I am interested in the principles that underlie sophisticated cognition, both as it is found in Nature and as it might be realised artificially. Because I'm committed to the view that cognition and embodiment are intimately related, my work is focused on agents that are coupled to complex environments through sensorimotor loops, such as robots and animals. I'm also interested in consciousness, and I see consciousness and cognition as closely related. Furthermore, in my opinion, to understand these themes properly entails a degree of engagement with philosophy, particularly philosophy of mind. Finally, I am interested in the long-term implications of artificial intelligence, both its potential and its risks.

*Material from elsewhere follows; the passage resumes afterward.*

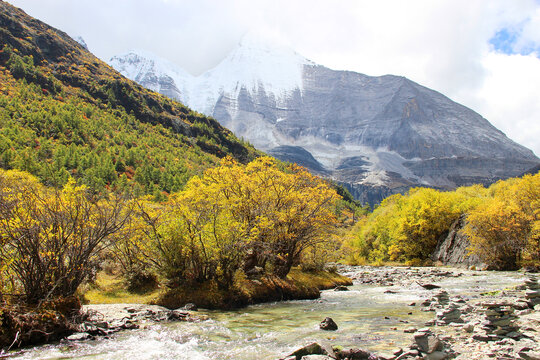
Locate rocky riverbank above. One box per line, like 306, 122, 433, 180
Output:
61, 304, 208, 341
284, 267, 540, 360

My early career work (late 1980s and 1990s) was in the area of classical, symbolic AI, and mainly concerned how to represent and reason about actions and their effects. I then moved into cognitive robotics in the mid 1990s, while retaining some commitment to the tenets of classical AI. In the early 2000s I shifted away from classical AI and began to study the biological brain and cognitive architecture more generally, with a particular emphasis on the relationship between cognition and consciousness. By the early 2010s, my research focus had moved to brain networks and neurodynamics, which continue to fascinate me. I have recently become interested in applying what I've learned from neuroscience to machine learning, especially to reinforcement learning.

Here are some of the specific themes I'm interested in. For details consult my publications.
  • Neurodynamics. The biological brain exhibits a variety of exotic dynamical phenomena, including metastability, dynamical complexity (a balance of segregated and integrated activity), and criticality. I am interested in building models of such systems, especially based on complex network topologies.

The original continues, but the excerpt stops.